Охрим Тарасович передал весть Антону. Антон сбегал переулком вниз, до дядьки Михаила, попросил у него краснобоких яблок-фунтовок, которые сильно уважает Паня, сказал, обращаясь к сыновьям:
— Матросы, кто со мной?
Юрко замешкался, у него, видать, свои расчеты. Володька согласился идти с отцом в больницу, нисколько не раздумывая.
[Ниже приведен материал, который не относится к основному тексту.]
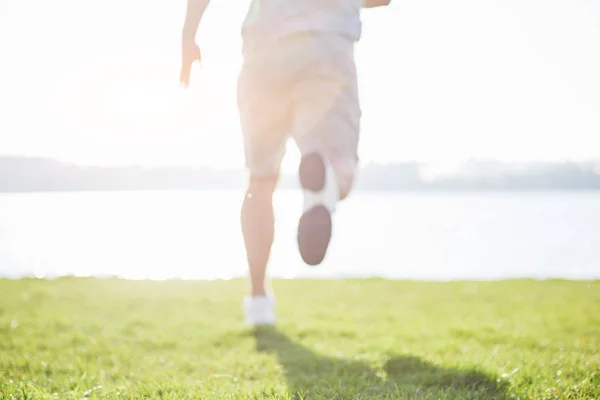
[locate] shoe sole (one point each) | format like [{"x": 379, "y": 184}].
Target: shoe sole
[{"x": 314, "y": 227}]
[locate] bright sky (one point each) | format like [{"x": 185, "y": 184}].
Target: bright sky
[{"x": 97, "y": 82}]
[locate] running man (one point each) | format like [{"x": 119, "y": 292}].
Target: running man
[{"x": 298, "y": 79}]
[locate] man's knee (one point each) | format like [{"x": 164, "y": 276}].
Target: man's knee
[
  {"x": 261, "y": 186},
  {"x": 345, "y": 184}
]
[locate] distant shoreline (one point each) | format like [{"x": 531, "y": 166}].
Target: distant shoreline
[{"x": 32, "y": 175}]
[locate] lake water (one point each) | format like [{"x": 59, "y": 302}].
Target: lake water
[{"x": 196, "y": 235}]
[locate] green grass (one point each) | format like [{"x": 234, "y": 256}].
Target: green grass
[{"x": 372, "y": 339}]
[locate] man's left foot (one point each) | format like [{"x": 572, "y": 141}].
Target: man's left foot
[{"x": 259, "y": 310}]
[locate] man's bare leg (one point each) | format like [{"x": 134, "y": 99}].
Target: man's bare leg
[{"x": 258, "y": 227}]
Паня родила девочку. Озадаченный Антон всю дорогу от больницы до центра слободы был занят мыслью, которая беспокоила его своей новизной и непривычностью: «Дивчинка!.. То все хлопцы — теперь дивчинка. И родилась на целую неделю раньше… Они, девчата, видать, все такие нетерпячие…» Обратился к сыну:
— Ладимир, чув, у тебя сестренка?
— Чув.
— Доволен?
— А мне что? Нехай!
Когда зашли в парк и уселись на скамейку отдохнуть, Антон снова обратился к сыну:
— Как назовем?
Володька, по-мужски упершись руками в колена, сидел, размышляя:
— Можно Нюркою, можно Полинкою…
Антон невольно посмотрел в сторону высокого постамента, с которого, словно прислушиваясь к их разговору и специально для этого расстегнув наушники шлема, глядела темно-бронзовая голова Полины Осипенко. Он поймал себя на мысли, что никогда не думал о Полине как о мертвой. Ему всегда казалось, что она находится где-то в далеком и длительном перелете, закончив который обязательно покажется в Новоспасовке. Он подумал о ее имени, примерил его к своей только что появившейся дочери и, поразмыслив, решил, что оно ей совершенно чужое и неподходящее. Когда-то простое и обычное, это имя с годами наполнилось огромным смыслом и от этого отяжелело, усложнилось, перешло в ряд высоких. После такого заключения Полина как человек для него тоже отодвинулась, почужела до незнакомости, постепенно превращаясь чуть ли не в каменную бабу.